3 de julio de 2016

Bifeprunox



Bifeprunox has a novel mechanism of action. Conventional antipsychotics are classed into typical and atypical. The typical antipsychotics, such as chlorpromazine and haloperidol, are potent D2 receptor antagonists. The atypical antipsychotics started with clozapine, these are classified as multireceptor interacting compounds, acting as an agonist towards 5-HT1A and an antagonist towards D2 receptors among other 5-HT and DA receptors.
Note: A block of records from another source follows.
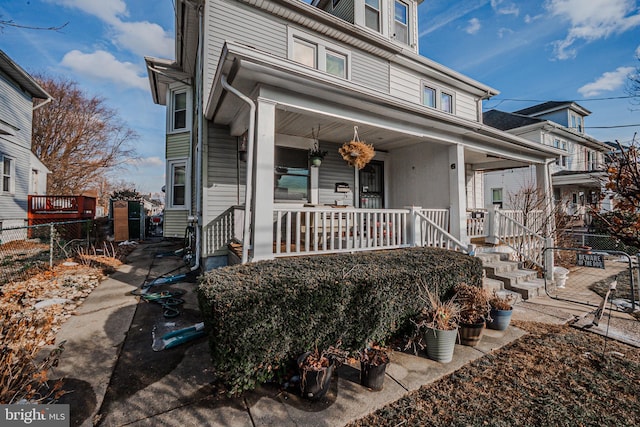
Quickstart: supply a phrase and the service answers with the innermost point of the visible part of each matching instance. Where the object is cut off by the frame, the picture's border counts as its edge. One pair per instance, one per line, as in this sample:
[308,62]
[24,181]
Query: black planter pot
[314,383]
[470,333]
[372,376]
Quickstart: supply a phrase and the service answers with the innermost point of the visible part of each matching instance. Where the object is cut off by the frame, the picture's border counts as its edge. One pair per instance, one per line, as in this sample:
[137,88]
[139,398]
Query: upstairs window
[576,122]
[401,22]
[434,97]
[178,183]
[8,174]
[446,102]
[429,96]
[336,64]
[178,120]
[316,53]
[305,53]
[372,14]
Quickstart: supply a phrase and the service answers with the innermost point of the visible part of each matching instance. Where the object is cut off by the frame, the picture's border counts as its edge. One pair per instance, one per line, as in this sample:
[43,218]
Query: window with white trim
[319,54]
[372,15]
[401,22]
[179,120]
[178,184]
[291,174]
[434,97]
[496,197]
[8,174]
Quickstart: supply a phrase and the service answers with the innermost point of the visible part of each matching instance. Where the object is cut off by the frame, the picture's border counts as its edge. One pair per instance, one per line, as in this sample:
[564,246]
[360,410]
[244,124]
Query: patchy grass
[554,375]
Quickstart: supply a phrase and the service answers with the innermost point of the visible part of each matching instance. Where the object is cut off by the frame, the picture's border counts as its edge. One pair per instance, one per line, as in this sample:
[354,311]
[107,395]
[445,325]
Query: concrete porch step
[529,289]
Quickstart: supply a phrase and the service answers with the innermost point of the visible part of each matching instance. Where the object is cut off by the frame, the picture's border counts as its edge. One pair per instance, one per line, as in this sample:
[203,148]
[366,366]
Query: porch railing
[432,234]
[522,239]
[476,224]
[327,230]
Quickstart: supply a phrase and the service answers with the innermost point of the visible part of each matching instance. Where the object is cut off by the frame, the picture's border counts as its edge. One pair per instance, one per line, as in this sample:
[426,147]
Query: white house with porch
[251,83]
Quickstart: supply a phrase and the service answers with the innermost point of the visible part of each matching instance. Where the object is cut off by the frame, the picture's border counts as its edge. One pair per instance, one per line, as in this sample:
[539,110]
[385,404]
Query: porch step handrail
[431,234]
[526,242]
[310,230]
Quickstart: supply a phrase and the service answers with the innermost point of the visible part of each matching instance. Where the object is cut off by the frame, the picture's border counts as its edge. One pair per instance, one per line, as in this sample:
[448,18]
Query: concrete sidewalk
[117,379]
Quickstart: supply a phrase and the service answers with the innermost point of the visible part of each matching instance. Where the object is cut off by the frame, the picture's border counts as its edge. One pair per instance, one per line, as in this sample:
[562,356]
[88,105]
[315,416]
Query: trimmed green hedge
[262,315]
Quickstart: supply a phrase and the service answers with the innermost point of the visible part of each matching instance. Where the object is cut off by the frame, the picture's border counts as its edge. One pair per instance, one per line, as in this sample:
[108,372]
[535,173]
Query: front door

Bifeprunox and other novel atypical antipsychotics will instead of antagonizing D2 receptors, will act as partial agonists, as well as partial agonists towards 5-HT1A receptors.

In a multi-center, placebo-controlled study, 20 mg of bifeprunox was found to be significantly more effective than placebo at reducing symptoms of schizophrenia, with a low incidence of side effects.
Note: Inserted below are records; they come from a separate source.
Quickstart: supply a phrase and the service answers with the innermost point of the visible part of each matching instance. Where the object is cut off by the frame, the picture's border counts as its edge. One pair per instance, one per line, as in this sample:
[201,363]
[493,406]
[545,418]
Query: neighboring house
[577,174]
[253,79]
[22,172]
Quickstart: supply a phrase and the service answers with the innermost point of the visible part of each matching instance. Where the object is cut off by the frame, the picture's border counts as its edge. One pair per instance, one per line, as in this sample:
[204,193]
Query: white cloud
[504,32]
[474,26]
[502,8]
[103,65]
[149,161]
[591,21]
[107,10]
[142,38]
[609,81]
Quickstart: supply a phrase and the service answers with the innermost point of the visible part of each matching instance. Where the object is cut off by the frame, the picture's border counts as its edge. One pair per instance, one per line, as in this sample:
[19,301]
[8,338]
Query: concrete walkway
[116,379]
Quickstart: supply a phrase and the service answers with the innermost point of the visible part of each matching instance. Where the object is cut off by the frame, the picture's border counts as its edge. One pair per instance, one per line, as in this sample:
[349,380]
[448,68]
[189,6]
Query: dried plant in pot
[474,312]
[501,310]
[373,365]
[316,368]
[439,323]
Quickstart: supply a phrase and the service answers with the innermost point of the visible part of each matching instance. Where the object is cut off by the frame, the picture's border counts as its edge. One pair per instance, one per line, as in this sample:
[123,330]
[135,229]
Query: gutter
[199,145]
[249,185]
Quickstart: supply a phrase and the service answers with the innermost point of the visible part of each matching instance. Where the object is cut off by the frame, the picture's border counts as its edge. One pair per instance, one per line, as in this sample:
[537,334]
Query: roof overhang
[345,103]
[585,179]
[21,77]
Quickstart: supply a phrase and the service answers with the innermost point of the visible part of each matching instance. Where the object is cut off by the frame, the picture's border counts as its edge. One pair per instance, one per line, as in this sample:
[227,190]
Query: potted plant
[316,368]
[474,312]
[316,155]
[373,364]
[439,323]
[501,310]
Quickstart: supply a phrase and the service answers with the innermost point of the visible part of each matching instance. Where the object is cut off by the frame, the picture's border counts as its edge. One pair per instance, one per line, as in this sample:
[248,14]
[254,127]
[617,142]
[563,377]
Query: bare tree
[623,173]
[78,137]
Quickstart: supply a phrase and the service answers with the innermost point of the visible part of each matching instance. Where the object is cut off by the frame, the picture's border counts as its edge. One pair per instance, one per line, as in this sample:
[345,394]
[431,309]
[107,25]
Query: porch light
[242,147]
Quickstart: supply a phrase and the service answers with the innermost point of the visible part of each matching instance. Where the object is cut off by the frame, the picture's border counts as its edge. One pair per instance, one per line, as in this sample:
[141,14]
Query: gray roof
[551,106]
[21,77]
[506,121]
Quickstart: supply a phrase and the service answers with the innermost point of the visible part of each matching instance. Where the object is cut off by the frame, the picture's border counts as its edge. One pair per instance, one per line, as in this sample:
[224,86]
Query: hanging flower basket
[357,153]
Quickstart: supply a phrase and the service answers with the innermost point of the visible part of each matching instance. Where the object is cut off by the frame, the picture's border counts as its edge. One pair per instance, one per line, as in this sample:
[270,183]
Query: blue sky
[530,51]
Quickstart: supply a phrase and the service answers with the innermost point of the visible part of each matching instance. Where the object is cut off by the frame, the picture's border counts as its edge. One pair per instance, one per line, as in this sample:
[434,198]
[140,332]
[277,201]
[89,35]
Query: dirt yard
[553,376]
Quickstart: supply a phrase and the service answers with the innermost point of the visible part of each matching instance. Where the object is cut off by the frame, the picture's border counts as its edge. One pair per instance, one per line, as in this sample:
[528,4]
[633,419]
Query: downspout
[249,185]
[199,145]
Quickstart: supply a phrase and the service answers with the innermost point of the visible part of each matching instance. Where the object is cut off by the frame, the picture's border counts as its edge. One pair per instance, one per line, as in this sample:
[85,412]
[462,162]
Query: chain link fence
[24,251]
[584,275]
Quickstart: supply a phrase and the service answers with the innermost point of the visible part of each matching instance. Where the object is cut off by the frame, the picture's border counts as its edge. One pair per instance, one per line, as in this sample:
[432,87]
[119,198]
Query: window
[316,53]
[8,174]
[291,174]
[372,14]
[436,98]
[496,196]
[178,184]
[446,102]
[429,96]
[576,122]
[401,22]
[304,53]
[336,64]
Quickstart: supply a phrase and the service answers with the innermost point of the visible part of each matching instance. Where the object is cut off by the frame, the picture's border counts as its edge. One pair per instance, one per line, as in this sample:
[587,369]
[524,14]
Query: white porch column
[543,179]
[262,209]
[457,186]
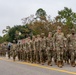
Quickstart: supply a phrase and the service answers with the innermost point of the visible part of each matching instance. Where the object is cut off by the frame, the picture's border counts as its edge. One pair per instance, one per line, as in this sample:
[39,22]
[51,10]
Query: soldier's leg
[41,57]
[49,58]
[73,58]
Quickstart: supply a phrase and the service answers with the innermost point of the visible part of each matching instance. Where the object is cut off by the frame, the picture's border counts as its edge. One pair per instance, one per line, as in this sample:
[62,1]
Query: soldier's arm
[54,40]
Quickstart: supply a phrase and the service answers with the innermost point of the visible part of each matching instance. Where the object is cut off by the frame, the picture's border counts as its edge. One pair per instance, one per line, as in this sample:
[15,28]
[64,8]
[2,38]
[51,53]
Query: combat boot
[50,64]
[73,64]
[59,64]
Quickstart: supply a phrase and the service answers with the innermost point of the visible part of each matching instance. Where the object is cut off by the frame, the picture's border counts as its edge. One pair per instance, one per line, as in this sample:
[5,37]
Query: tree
[40,13]
[67,17]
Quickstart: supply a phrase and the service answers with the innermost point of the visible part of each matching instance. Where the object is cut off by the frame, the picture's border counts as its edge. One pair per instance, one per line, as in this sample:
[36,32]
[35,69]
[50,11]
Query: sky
[12,11]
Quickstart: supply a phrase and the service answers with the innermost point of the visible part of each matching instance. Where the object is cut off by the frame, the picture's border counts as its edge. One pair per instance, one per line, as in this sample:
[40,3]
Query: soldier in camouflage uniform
[14,51]
[32,49]
[49,49]
[37,48]
[43,49]
[72,47]
[24,48]
[58,40]
[28,48]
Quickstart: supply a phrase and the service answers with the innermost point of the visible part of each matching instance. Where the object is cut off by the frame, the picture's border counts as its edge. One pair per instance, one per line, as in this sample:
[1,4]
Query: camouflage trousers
[73,55]
[49,55]
[32,56]
[42,54]
[28,56]
[60,53]
[36,56]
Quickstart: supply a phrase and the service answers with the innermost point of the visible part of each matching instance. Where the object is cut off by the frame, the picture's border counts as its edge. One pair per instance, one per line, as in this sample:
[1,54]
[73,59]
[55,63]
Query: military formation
[57,48]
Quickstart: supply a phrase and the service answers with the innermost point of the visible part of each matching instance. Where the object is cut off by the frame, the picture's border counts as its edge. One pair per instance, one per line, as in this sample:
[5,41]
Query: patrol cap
[58,27]
[50,32]
[73,30]
[42,33]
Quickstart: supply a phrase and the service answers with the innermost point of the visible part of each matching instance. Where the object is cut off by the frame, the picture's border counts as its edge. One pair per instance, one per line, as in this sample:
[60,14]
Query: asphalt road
[8,67]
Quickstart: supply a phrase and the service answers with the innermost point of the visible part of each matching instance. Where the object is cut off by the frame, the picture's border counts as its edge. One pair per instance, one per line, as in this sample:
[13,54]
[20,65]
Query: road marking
[36,65]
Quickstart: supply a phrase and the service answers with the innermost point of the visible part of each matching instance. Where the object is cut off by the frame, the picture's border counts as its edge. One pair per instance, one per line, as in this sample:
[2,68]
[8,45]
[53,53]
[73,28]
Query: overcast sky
[12,11]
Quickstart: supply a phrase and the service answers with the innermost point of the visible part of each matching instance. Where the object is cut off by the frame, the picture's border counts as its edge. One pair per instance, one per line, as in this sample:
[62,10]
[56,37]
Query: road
[9,67]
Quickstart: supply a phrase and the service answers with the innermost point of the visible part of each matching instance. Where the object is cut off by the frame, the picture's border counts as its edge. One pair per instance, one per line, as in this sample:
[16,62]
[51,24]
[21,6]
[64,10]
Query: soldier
[28,49]
[14,51]
[24,48]
[32,49]
[43,49]
[49,49]
[37,48]
[72,47]
[58,40]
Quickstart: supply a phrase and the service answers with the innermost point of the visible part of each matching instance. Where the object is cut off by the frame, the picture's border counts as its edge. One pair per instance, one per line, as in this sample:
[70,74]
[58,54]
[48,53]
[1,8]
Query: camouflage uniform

An NDA for Bifeprunox was filed with the U.S. Food and Drug Administration in January 2007. The FDA rejected the application in August 2007.[5] In June 2009, Solvay and Lundbeck decided to cease development because "efficacy data did not support pursuing the existing development strategy of stabilisation of non-acute patients with schizophrenia."

Bibliography: 

Cuisiat S, Bourdiol N, Lacharme V, Newman-Tancredi A, Colpaert F, Vacher B (2007). "Towards a new generation of potential antipsychotic agents combining D2 and 5-HT1A receptor activities". J. Med. Chem. 50 (4): 865–76. doi:10.1021/jm061180b. PMID 17300168.
Pipeline update - following an interim analysis the studies with bifeprunox for the treatment of schizophrenia is discontinued Lundbeck Press Release.
Bardin L, Auclair A, Kleven MS, et al. (2007). "Pharmacological profiles in rats of novel antipsychotics with combined dopamine D2/serotonin 5-HT1A activity: comparison with typical and atypical conventional antipsychotics". Behav Pharmacol 18 (2): 103–18. doi:10.1097/FBP.0b013e3280ae6c96. PMID 17351418.